CO4. Relative Reactivity of Carbonyls
Steric hindrance, or crowdedness around the electrophile, is an important factor that influences reactivity.
- The less crowded the electrophile, the more easily it will react.
- Aldehydes are more reactive than ketones.
Crowdedness affects reactivity simply by preventing nucleophiles from easily approaching the electrophilic site in the carbonyl. If the nucleophile hits something other than the carbonyl carbon, it will probably just bounce off. It needs to collide with the carbonyl carbon in order to deliver its electrons to the right place.
Amount of positive charge on the electrophile is an important factor that influences reactivity.
- The more positive the electrophile, the more easily it will react.
Factors that place more positive charge on the carbonyl (electron withdrawing groups nearby) make the carbonyl more positive and more reactive. Factors that place additional electron density on the carbonyl (electron donors nearby) make the carbonyl less reactive.
There is another resonance structure that we can think about that illustrates the electrophilicity of a carbonyl.
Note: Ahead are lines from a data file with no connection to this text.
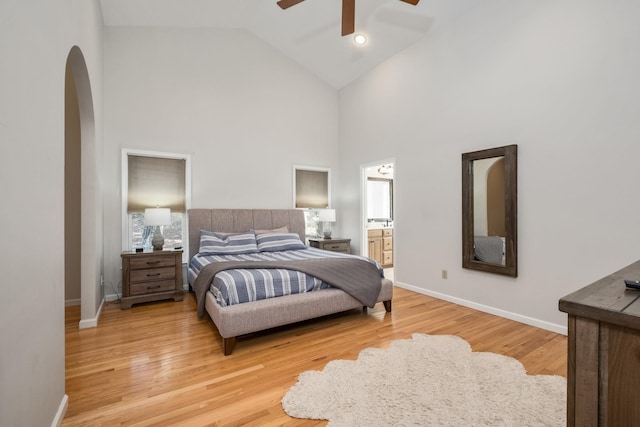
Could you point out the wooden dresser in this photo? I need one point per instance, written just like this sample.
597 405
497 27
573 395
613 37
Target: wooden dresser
603 378
151 276
334 245
381 246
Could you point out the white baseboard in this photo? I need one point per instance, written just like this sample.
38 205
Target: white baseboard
72 302
111 297
559 329
91 323
62 410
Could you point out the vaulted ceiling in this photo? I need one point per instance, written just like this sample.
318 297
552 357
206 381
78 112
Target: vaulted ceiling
308 33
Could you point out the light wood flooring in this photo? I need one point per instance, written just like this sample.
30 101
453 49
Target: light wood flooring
158 364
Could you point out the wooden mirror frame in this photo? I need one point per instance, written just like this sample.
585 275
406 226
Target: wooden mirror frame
510 267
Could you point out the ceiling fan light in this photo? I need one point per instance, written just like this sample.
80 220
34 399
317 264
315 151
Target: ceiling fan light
360 39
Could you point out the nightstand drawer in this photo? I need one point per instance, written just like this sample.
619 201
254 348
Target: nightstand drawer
151 262
152 287
153 274
336 247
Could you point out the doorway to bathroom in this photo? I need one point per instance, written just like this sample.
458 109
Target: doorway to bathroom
378 213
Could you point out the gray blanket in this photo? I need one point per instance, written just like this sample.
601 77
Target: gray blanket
359 278
488 249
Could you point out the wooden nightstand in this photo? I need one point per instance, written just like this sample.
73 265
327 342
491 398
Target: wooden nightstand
333 245
151 276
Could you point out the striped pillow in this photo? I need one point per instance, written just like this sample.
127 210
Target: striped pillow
227 243
272 242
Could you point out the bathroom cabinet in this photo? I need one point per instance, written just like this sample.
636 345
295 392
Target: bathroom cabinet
381 246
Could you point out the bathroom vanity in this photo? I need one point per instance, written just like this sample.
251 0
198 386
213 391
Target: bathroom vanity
381 246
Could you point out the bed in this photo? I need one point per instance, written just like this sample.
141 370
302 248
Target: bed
233 318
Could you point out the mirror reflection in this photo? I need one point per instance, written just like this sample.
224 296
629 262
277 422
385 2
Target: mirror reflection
489 210
489 227
379 199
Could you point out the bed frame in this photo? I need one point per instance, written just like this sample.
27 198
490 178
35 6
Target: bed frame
241 319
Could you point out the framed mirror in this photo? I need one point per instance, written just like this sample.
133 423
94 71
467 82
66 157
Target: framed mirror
490 210
311 187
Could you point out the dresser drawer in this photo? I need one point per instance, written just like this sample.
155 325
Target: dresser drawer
152 287
151 274
151 262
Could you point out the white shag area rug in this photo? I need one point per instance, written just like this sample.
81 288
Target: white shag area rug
429 380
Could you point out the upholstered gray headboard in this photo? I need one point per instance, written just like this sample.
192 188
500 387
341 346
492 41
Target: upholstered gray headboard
238 220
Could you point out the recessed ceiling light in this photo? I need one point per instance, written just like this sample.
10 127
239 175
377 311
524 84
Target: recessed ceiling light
360 39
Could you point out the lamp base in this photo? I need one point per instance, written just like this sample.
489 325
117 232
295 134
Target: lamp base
158 239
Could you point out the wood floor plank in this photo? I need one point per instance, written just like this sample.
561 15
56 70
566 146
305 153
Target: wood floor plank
158 364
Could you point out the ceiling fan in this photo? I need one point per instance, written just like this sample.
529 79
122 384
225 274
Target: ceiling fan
348 12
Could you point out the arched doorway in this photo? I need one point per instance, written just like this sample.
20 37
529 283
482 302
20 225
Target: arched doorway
82 239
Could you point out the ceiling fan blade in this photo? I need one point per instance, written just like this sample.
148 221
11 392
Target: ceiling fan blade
348 16
284 4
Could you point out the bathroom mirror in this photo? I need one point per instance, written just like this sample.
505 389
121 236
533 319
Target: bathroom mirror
379 199
489 210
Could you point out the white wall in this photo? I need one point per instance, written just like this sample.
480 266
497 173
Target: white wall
35 39
243 111
558 78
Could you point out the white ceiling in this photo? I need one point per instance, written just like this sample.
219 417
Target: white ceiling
308 33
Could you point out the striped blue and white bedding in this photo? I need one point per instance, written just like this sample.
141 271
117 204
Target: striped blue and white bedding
244 285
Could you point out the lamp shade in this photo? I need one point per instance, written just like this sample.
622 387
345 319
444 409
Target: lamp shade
327 215
157 216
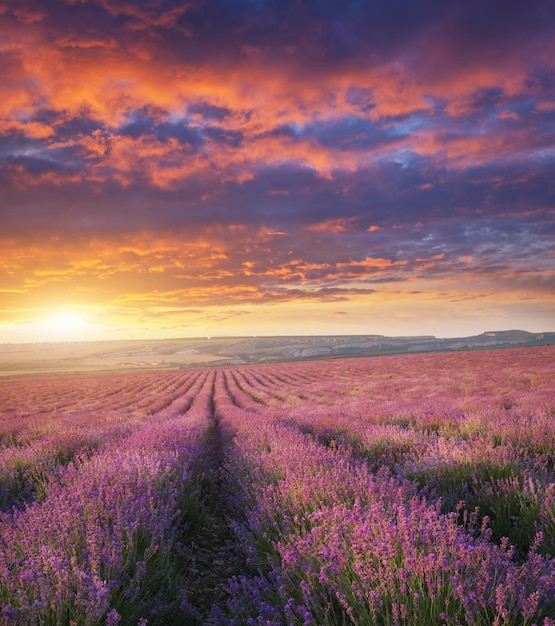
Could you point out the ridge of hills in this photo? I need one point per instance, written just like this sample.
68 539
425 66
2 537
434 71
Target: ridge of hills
88 356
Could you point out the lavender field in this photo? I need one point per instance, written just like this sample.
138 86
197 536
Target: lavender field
405 490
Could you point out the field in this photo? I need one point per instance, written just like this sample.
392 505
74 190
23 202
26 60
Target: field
402 490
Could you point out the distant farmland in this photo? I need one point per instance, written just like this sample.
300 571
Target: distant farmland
410 490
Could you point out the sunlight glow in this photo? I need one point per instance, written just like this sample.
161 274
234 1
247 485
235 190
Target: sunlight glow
67 325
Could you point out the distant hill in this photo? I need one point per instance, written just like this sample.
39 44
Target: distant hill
86 356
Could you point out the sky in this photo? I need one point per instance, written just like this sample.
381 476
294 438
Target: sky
175 168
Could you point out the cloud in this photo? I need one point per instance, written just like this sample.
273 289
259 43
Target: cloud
212 152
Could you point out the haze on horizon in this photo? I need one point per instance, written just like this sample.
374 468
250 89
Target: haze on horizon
182 169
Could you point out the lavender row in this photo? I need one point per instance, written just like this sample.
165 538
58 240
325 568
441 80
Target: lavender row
108 535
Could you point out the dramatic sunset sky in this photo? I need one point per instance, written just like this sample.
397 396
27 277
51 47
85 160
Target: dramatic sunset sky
174 168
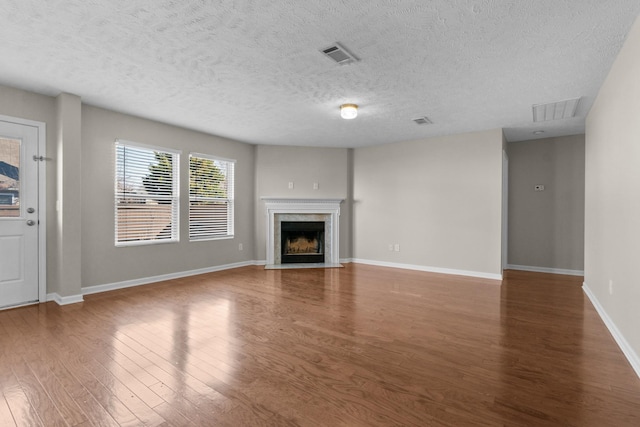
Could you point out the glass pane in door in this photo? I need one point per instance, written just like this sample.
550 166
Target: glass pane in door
9 177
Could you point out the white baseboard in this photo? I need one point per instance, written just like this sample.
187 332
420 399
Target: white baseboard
64 300
629 353
153 279
545 270
478 274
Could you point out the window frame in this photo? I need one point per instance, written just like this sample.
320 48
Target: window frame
174 197
230 166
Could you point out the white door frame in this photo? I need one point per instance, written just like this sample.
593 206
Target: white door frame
42 199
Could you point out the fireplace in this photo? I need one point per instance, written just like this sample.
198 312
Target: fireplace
320 246
301 242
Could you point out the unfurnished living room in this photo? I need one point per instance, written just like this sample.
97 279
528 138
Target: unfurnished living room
319 213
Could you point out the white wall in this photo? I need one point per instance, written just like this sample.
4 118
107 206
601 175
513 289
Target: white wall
612 202
102 262
440 199
276 166
546 228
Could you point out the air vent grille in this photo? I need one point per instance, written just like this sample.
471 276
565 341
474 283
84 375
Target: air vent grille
556 110
423 120
339 54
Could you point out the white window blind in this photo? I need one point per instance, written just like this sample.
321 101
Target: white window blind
211 195
146 194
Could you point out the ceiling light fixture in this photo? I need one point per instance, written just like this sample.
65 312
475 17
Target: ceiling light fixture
348 111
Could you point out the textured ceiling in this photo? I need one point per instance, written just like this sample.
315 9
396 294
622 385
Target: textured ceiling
252 70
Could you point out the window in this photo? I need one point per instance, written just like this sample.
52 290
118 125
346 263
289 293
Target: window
146 194
210 197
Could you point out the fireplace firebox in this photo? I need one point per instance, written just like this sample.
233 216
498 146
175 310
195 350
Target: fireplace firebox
302 241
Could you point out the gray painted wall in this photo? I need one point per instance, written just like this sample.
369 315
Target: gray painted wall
546 228
612 205
32 106
439 199
102 262
276 166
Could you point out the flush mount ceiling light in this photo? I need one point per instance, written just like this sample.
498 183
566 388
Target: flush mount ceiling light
348 111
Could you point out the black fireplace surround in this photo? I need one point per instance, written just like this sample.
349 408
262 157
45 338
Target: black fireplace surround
302 242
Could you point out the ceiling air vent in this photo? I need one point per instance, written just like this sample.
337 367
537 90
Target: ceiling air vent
556 110
339 54
423 120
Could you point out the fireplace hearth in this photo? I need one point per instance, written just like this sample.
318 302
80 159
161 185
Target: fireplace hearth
309 249
302 241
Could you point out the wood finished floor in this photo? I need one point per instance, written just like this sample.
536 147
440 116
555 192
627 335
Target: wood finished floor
357 346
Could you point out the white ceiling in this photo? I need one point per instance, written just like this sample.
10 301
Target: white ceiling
253 71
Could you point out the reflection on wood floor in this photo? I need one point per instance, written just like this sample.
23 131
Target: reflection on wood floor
355 346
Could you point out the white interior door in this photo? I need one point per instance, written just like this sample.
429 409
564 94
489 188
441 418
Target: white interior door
19 214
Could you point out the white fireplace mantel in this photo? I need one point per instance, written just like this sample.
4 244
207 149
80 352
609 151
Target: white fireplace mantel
306 208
That structure places a full negative charge on the oxygen and a full positive charge on the carbon. This isn’t a good Lewis structure because the carbon does not have an octet. Nevertheless, when taken together with the regular Lewis structure, it suggests something real about the nature of the carbonyl: there is partial positive charge on the carbon and partial negative charge on the oxygen.
There is a general rule about cation stability on carbon atoms: a carbocation with more carbons attached to it is more stable than a carbocation with more hydrogens attached to it.
This observation is sometimes explained as an inductive effect. The positively charged carbon is more electronegative than the uncharged carbons, so it draws electrons away from them. It can polarize the neighbouring carbons, drawing some negative charge towards itself and leaving some positive charge on the other carbons. In that way, it s charge is delocalized and stabilized.
In a more sophisticated explanation, the cation becomes stabilized by a molecular orbital interaction involving the empty p orbital on the carbocation and C-H bonds on the neighbouring carbons.
A similar situation results in the partially positive carbon in the carbonyl. The carbonyl carbon in the ketone is a little more stable than the carbonyl carbon in the aldehyde.
- The partial positive charge on an aldehyde carbonyl carbon is less stable than the partial positive charge on a ketone carbonyl carbon.
- Again, aldehydes are more reactive than ketones.